Roll of Honour of the 710 men of Hyde who fell in WW1
Private 7907 James FITZSIMMONS of 1st Bn., King's Own (Royal Lancaster Regiment),
Died of Illness Tuesday 6th April 1915, Le Havre, France, age 30
|Home address:||Port Street, Hyde, Cheshire|
|Born:||1885, Hyde, Cheshire|
|Parents:||Elizabeth Fitzsimmons of Port Street, Hyde, Cheshire|
|Occupation:||Labourer Calioco Printer|
|He enlisted in:||Hyde, Cheshire|
|Remembered:||Ste. Marie Cemetery, Le Havre, Selne-Maritime, France, Div. 19. B. 3.|
|Link to Hyde:||Born in Hyde|
From the North Cheshire Herald, 17th April 1915, page 8, columns 2 and 6:
No.2 General Hospital,
7th April 1917,
Dear Mrs Fitzsimmons,
I am very sorry to tell you that your son passed away last night, at 9:15. His end was quite peaceful.

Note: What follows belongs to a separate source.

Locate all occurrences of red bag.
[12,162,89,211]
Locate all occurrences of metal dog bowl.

He had everything done for him that was possible, but a complication of pneumonia set in, and that, in addition to enteric fever, was more than anyone could possibly recover from. He was so brave and patient, and yesterday morning he was asking me if I had heard from you, and how you were, so I told him not to worry, that I had heard from you, and that you were glad he was well cared for, and hoping to see him. I am so sorry; he was such a nice man, and was always so grateful for what I did for him. I had intended writing before, but was always hoping he might be better, and that I would have good news to send. He seemed quite comforted yesterday afternoon. We miss him to-day. I hope you may be comforted in your hour of need.
I am yours truly,
G. L. Wood,
When a representative of the Herald called on Mrs Fitzsimmons at her home in Port Street, Hyde, on Monday afternoon he found the old lady much upset. She was wondering whether the letter could be a hoax; but unfortunately, it seemed to be only too genuine. The old lady has had a hard life in a domestic sense. She lost her husband when James was only three years of age, and he was her only support and her only child, and a good son he was, too. With the exception of James, who was thirty years of age, she has lived alone for about twenty seven years. Her husband was a soldier, in the Scotch Fusiliers, and was fifteen years in India.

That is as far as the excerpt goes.